A friend of mine who did medical research in the African country of Cameroon told me this: When the hunter-gatherer males kill a large and tasty beast they bring it home in triumph, whereupon the womenfolk prepare the meat for consumption by man, woman and child. When the meal is ready, they eat. And eat. And eat. At the end of the meal their bellies are distended, much like the paunches of our beer-bellied friends here in North America. Then, barely able to move, they graduate to a long nap. This makes perfect sense in that part of the world, as they do not expect the next meal to come till about four days later, when they have to go hunting again.
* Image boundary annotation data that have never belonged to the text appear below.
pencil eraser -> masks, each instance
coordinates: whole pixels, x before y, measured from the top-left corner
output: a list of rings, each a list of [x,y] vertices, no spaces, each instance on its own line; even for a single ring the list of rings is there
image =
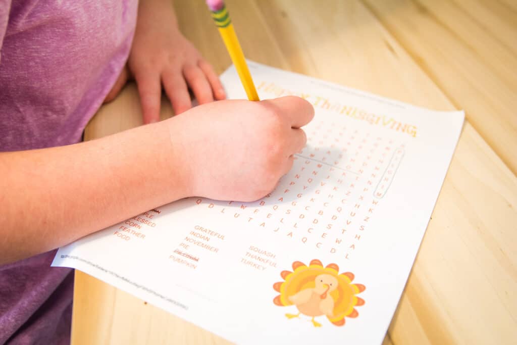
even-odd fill
[[[210,11],[219,11],[224,7],[223,0],[206,0],[206,4]]]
Life there is one continual cycle of hunt, roast, eat and sleep. Is this beginning to sound too familiar for comfort? Oh, and my friend did notice that not one of the tribesmen he observed had an ounce of fat on him. I wonder why.
So now, after all the festivities at work we continue the food-fest at home. This is wonderful as far as the company goes, and as long as we don’t think we’re on a cruise. Good food is one of the warmest expressions of friendship and good cheer. Like everything it is best enjoyed in moderation. Overloading the liver and tempting the pancreas with an assault of sugary invaders will have its consequences.
Is your festive fare conducive to good cheer, or to obesity—and its frequent companion—diabetes. Have we got a recipe for Diabesity here?